Fact: The color of your logo or brand will determine how it is perceived.
The power of color is often underestimated by many consumers. Marketers spend a lot of time thinking about this important element.
In fact, color is one of the biggest factors that marketers and graphic designers take into account when creating a logo or website for the client. Perception of color can change based on a person's age, gender, personality, income and other factors, which means marketers must understand who their target audience is and how they wish the brand to be perceived.
Any brand’s logo has the ability to drive purchasing decisions and increase its recognition. Color even triggers certain emotions in most people.
Red for instance, has been seen to trigger stimulation and appetite, as well as grab attention -- that’s why brands such as Netflix, Coca-Cola and Lego utilise the bright color.

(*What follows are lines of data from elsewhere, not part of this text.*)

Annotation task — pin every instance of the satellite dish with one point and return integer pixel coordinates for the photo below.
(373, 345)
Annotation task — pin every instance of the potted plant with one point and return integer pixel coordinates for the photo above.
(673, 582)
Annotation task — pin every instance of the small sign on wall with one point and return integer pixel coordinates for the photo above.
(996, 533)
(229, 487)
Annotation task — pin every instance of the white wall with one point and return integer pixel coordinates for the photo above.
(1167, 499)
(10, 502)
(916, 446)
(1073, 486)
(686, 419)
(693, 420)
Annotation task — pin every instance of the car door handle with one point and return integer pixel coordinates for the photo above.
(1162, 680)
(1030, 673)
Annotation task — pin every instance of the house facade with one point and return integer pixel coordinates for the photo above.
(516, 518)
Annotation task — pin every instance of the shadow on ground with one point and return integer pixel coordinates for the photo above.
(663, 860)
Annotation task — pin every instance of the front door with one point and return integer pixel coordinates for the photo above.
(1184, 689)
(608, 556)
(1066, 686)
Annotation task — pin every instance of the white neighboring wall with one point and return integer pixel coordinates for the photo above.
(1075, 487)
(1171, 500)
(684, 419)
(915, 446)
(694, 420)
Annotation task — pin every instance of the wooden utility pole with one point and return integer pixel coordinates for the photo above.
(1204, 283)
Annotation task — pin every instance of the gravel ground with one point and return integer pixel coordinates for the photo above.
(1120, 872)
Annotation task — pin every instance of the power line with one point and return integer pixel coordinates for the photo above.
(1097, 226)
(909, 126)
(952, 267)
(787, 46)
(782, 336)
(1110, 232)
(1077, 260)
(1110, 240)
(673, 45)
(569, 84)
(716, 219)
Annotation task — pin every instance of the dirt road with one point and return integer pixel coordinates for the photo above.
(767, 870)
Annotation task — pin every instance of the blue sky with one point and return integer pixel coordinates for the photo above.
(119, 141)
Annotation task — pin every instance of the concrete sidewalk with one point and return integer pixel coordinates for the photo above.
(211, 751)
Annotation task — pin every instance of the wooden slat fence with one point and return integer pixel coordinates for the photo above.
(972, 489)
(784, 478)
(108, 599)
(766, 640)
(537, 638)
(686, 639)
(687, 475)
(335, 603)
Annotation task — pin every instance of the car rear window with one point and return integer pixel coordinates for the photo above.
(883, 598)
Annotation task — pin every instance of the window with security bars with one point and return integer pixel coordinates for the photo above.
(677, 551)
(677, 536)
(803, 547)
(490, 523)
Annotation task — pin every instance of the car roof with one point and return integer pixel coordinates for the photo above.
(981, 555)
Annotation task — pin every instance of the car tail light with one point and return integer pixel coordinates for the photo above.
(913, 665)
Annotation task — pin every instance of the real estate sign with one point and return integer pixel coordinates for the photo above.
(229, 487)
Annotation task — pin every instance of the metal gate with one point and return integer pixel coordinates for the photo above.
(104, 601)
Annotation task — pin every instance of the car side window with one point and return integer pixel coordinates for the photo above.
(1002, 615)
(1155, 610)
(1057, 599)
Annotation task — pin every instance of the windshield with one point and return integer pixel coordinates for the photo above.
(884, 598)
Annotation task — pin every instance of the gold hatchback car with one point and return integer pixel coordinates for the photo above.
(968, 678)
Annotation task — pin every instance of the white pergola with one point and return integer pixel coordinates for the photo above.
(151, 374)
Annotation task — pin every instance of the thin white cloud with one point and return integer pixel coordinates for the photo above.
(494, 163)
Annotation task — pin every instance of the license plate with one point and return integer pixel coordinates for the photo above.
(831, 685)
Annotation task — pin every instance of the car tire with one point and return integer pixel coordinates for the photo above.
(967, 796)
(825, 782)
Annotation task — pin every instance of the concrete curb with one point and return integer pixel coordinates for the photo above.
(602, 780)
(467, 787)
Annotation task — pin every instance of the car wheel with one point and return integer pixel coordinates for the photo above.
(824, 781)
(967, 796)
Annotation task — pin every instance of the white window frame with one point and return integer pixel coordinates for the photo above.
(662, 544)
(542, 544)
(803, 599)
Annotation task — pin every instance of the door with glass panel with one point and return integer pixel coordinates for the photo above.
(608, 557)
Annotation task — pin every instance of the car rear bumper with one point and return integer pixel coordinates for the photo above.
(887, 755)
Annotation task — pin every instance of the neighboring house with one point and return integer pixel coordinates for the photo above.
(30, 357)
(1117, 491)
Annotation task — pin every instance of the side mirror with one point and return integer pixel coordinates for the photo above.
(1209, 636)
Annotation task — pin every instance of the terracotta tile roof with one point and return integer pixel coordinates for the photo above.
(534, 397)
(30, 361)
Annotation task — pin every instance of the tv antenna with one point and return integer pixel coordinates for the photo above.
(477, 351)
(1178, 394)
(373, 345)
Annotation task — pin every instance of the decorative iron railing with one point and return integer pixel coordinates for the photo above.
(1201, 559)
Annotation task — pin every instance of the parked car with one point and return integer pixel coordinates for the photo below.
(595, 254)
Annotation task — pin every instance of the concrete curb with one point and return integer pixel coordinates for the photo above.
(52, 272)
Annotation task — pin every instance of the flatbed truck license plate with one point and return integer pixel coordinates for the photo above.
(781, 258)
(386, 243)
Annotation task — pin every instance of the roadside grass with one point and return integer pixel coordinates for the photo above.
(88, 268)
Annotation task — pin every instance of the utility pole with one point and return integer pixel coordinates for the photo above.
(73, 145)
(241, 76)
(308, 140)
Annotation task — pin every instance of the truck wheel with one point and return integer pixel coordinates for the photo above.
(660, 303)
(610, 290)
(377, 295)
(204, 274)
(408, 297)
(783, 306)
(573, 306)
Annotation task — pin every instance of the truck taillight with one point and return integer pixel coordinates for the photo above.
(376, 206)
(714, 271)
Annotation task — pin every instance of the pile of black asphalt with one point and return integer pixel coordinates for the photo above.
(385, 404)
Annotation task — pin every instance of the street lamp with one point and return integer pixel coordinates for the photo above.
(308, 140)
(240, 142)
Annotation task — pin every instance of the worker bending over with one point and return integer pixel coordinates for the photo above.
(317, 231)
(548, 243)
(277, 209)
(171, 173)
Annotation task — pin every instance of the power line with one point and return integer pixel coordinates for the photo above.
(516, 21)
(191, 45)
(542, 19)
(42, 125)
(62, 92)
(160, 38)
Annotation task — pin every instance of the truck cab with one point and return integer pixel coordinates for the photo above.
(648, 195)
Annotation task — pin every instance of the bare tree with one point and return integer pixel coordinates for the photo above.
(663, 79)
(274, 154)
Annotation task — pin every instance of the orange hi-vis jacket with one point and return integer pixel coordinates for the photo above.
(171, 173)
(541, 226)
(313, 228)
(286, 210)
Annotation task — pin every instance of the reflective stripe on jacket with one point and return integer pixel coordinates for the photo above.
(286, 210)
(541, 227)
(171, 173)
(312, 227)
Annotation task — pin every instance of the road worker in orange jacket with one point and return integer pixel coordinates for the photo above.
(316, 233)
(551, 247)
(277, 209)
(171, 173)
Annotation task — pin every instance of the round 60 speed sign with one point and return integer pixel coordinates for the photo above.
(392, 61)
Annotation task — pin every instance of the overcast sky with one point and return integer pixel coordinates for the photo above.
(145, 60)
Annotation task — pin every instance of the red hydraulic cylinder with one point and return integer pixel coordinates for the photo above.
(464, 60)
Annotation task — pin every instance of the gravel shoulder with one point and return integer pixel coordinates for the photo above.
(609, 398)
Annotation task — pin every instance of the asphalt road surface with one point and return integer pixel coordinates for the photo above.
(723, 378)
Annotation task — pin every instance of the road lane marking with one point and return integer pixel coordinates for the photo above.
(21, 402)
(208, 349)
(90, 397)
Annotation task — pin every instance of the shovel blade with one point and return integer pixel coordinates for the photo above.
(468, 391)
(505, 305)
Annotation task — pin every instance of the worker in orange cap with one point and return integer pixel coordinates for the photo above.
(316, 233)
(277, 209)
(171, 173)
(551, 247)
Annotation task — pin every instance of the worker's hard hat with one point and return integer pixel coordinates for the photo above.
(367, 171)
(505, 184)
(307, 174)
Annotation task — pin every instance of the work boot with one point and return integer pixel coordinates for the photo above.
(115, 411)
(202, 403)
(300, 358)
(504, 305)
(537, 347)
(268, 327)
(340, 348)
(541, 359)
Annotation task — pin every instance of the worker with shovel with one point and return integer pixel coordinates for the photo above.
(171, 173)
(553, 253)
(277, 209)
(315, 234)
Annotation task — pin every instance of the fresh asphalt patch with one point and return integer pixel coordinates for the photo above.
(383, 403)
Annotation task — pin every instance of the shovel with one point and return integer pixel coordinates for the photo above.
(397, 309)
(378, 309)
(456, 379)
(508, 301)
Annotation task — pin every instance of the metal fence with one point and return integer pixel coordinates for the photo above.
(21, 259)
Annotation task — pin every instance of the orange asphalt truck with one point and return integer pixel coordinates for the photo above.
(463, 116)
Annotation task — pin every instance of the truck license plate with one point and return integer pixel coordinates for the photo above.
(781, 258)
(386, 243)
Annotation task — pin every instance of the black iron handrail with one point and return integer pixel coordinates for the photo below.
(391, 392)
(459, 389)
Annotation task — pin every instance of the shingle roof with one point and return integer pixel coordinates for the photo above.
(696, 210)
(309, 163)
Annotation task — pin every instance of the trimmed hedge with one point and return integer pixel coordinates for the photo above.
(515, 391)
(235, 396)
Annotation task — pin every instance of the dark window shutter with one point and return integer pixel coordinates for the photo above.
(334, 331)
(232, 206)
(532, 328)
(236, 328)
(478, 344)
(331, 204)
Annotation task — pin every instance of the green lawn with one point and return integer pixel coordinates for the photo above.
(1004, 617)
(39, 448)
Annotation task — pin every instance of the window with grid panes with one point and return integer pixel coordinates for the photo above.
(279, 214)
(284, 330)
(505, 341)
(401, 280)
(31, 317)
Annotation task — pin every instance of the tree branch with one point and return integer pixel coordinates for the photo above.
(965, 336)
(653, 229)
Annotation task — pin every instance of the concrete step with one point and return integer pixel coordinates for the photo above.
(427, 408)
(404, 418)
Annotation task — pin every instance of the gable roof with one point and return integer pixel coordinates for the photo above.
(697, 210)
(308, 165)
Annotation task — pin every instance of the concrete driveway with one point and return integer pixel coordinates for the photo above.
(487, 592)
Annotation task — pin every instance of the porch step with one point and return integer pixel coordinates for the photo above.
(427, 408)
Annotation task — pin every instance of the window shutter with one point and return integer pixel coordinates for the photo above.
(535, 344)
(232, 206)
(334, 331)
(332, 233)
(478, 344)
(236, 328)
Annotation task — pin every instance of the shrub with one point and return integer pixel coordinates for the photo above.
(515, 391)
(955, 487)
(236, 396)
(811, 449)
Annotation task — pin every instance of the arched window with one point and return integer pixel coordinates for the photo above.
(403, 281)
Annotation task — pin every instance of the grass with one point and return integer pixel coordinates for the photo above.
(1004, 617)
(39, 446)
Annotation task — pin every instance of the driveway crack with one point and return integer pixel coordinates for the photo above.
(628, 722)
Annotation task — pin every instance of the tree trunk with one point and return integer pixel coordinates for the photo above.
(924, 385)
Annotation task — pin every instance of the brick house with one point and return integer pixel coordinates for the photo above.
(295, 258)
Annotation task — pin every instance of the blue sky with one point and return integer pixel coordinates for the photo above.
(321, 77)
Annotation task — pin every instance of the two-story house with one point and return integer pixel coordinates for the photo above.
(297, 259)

Blue creates a sense of trust and reliability -- seen in logos such as Facebook, Intel, IBM and Samsung.
Orange is yellow’s more playful and energetic cousin. It mixes a more invigorating and active emotion associated with red while employing yellow’s mellower tones. Its aggressiveness tempered by friendliness presents a great color for calls to action. It also shows energy, excitement, prosperity and change – seen in logos such as Sparrow Creative, Fanta, Orange™, Firefox, Harley, Sound cloud and many more.
Green is one of the more restful colors, as it doesn’t force the eye to make any adjustments. The color suggests a sense of balance and calm as well as a connection to nature. Brands which are looking to portray an opportunity for fresh starts and security can consider green as a way to relax the mind, green also represent wealth, harmony, fertility, nature that you can find in our branding too – seen in logos such as Carlsberg, Sparrow Creative, Monster, bp, Starbucks, Excel, John Deere, Android and Land Rover just to name a few.
95% of logos use two colors, and it is of vital importance that the colors you choose look good together. Value, the darkness or lightness of a color, is one of the most important qualities that makes a logo “feel” right to an observer. The best way to check value is to take your logo to a black-and-white copy machine: ideally your colors should still appear very different. If they are too similar in value, even if the hues themselves are completely different, the logo will frustrate the eye.
If your logo tends darker on the value scale, it will give a gloomy feel to your logo regardless of the colors chosen. If lighter, your company will give the impression of dreaminess. If neither is your goal, try and balance toward the middle of the light-dark scale.
Saturation is a measure of Gray of the same value added to a colour. Completely saturated colours (no Gray) are very flashy, while desaturated colours appear older and more somber – think a brand-new shirt versus a dingy old one. To maintain balance, a desaturated colour should occupy more of the total space than a fully saturated colour. Your eye is your best ally when determining saturation balance: when you have multiple logos to decide between, try walking away for a while and coming back to it later, choosing the one that looks right with fresh eyes.